The working principle is as follows: when the material needs to be fed to the positioner, the motor 2 is started to rotate, the motor 2 drives the threaded rod 8 to rotate through the output shaft, the bidirectional threaded rod 7 is screwed to drive the two L-shaped push blocks 6 to move, the two L-shaped push blocks 6 slide along the through clamping grooves 5 to push the threaded fixture blocks 18 to retract, the two threaded fixture blocks 18 are closed to be meshed with threads on the outer surface of the threaded rod 8, the threaded rod 8 drives the two threaded fixture blocks 18 to move through the threads, the two threaded fixture blocks 18 drive the right-angle support block 11 to move downwards, the right-angle support block 11 drives the rotary table 22 to move downwards through the transmission column 15, the rotary table 22 drives the displacement frame 23 to fall to a required height, the displacement frame 23 is fed, after the material is fed, the motor 2 drives the threaded rod 8 to rotate reversely, the right-angle support block 11 is driven to move upwards through the threaded fixture blocks 18, and when the threaded fixture blocks 18 coincide with the through clamping grooves 5, the extension spring 21 pushes the threaded clamping block 18 to pop out and be clamped with the through clamping groove 5 through the sliding piece 20, so that the threaded clamping block 18 is not meshed with the threaded rod 8 any more, the lower pressing rod 24 is rotated to push the transmission clamping block 10 to move downwards, when the transmission clamping groove 14 of the bevel gear II 13 is clamped with the transmission clamping block 10, the threaded rod 8 is rotated, the transmission clamping block 10 drives the bevel gear II 13 to rotate, the bevel gear II 13 drives the bevel gear I16 to rotate, the bevel gear I16 drives the rotating disc 22 to rotate through the transmission column 15, and the rotating disc 22 drives the shifting frame 23 to rotate.

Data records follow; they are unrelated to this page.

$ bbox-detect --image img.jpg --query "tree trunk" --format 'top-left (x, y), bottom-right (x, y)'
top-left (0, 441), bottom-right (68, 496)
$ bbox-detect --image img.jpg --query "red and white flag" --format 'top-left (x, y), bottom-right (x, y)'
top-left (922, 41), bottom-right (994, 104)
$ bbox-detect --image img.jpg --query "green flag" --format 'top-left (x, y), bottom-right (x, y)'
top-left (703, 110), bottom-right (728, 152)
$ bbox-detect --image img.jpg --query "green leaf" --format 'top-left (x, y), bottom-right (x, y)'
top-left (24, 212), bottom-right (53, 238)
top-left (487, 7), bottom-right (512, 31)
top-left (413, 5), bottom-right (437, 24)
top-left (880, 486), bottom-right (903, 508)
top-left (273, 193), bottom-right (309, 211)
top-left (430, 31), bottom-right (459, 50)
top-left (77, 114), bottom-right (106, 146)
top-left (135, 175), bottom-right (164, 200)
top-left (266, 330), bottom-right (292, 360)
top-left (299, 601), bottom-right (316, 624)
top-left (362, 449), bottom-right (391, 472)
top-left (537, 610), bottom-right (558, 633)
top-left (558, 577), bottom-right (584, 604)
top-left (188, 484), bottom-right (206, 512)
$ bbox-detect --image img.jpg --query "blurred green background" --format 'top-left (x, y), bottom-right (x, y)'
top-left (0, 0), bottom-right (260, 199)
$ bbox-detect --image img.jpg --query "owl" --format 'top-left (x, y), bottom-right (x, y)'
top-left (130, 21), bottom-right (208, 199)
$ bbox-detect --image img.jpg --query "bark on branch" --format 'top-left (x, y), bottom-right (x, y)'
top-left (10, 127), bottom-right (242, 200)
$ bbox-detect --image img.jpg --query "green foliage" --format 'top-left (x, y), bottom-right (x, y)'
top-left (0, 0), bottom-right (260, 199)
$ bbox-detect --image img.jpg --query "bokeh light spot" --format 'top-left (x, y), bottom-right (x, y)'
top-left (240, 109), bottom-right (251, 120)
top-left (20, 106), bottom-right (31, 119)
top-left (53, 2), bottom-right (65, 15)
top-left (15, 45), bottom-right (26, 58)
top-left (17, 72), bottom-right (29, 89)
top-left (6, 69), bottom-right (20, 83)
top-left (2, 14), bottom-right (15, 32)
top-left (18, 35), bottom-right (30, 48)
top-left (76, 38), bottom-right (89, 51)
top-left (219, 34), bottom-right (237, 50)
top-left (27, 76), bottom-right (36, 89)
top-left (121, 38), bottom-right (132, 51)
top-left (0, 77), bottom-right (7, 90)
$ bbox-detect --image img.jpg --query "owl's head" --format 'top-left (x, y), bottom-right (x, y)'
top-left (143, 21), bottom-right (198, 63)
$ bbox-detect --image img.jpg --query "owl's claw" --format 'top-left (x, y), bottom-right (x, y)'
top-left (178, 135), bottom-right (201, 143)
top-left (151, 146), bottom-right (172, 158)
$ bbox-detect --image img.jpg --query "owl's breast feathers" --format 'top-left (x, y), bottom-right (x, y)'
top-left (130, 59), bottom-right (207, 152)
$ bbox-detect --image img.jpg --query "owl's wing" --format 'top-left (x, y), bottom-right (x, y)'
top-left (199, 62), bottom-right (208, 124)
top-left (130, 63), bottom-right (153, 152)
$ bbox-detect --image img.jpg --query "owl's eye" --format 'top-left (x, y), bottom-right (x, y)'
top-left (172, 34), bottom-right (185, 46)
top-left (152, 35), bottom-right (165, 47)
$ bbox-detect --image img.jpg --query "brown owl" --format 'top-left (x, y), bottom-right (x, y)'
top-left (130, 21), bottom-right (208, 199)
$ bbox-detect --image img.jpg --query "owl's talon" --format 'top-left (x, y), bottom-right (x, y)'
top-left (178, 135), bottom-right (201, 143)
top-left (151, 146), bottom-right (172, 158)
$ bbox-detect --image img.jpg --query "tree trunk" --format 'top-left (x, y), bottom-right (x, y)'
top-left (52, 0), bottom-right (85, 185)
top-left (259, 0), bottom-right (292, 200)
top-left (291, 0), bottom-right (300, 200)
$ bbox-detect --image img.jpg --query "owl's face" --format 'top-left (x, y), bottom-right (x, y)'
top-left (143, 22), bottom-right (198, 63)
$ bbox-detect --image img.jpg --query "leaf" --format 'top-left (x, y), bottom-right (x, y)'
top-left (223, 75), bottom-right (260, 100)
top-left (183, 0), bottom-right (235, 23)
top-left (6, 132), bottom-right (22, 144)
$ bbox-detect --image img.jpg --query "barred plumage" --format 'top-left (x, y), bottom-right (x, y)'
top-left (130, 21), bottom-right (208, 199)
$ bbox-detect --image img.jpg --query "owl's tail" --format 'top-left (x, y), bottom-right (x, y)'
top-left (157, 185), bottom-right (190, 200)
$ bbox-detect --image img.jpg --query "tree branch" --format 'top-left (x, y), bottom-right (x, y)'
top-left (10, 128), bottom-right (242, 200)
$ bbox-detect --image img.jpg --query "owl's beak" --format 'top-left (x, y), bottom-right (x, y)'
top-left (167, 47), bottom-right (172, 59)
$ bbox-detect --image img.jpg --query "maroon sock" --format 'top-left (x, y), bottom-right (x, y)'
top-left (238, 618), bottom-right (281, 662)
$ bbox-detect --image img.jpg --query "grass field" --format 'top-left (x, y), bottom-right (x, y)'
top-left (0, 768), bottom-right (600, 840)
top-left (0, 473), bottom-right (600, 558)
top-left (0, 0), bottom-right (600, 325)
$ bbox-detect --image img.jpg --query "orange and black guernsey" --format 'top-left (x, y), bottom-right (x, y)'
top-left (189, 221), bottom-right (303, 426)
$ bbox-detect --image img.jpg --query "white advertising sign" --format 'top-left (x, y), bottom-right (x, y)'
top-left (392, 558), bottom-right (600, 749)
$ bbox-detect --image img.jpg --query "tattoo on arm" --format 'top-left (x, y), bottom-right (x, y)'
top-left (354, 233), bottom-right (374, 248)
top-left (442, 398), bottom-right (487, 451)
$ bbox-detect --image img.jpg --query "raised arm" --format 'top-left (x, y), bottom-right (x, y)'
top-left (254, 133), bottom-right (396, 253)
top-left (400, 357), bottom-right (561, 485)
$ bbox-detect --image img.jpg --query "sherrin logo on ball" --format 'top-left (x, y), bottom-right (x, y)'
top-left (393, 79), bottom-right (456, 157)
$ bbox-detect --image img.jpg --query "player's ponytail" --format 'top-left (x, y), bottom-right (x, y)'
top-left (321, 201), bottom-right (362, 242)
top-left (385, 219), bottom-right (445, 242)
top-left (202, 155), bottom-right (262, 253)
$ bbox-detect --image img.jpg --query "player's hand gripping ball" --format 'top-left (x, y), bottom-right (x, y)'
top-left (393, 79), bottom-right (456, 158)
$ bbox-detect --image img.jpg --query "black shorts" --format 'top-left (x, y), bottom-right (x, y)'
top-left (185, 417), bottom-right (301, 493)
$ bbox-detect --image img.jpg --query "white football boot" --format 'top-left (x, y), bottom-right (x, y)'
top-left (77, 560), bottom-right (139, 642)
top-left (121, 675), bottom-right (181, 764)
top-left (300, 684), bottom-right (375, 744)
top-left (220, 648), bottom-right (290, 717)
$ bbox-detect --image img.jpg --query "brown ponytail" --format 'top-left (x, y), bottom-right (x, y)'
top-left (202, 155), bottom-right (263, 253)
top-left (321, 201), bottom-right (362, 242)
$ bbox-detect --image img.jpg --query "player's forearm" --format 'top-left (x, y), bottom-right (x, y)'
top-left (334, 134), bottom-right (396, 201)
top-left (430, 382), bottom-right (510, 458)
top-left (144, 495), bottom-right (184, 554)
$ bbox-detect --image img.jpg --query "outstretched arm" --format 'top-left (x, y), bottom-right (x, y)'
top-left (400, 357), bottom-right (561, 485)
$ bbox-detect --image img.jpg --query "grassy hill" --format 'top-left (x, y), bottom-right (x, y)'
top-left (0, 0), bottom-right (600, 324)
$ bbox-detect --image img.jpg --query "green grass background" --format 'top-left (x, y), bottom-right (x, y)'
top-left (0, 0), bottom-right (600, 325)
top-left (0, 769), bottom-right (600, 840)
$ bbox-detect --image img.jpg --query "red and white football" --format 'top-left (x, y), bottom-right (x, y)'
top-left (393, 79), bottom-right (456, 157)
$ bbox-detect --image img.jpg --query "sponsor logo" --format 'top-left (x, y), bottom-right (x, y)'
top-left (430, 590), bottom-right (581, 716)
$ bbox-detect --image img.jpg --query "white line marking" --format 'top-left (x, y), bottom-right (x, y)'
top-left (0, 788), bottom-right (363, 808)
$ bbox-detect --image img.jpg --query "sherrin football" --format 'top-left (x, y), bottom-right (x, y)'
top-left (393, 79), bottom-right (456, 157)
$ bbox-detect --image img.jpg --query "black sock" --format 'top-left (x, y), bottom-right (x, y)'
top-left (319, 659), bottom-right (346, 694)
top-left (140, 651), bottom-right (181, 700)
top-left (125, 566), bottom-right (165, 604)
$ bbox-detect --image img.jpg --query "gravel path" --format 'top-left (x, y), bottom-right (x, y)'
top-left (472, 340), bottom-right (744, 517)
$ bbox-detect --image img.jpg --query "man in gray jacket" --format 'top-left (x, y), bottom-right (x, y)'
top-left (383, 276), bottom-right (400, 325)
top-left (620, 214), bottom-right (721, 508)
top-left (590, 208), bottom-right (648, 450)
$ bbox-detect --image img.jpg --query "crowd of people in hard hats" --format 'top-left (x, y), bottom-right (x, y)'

It should be noted that, in this document, the terms "center", "upper", "lower", "left", "right", "vertical", "horizontal", "inner", "outer", etc. indicate orientations or positional relationships based on the orientations or positional relationships shown in the drawings, and are only for convenience of describing the present invention and simplifying the description, but do not indicate or imply that the referred device or element must have a specific orientation, be constructed and operated in a specific orientation, and thus, should not be construed as limiting the present invention; the terms "first," "second," and "third" are used for descriptive purposes only and are not to be construed as indicating or implying relative importance, and furthermore, unless otherwise explicitly stated or limited, the terms "fixedly," "mounted," "connected," and "connected" are to be construed broadly, e.g., "mounted" may be fixedly connected, or detachably connected, or integrally connected; "connected" may be mechanically or electrically connected; "connected" may be directly connected or indirectly connected through an intermediate member, or may be internal or external to two elements. The specific meanings of the above terms in the present invention can be understood in specific cases to those skilled in the art.
Although embodiments of the present invention have been shown and described, it will be appreciated by those skilled in the art that changes, modifications, substitutions and alterations can be made in these embodiments without departing from the principles and spirit of the utility model, the scope of which is defined in the appended claims and their equivalents.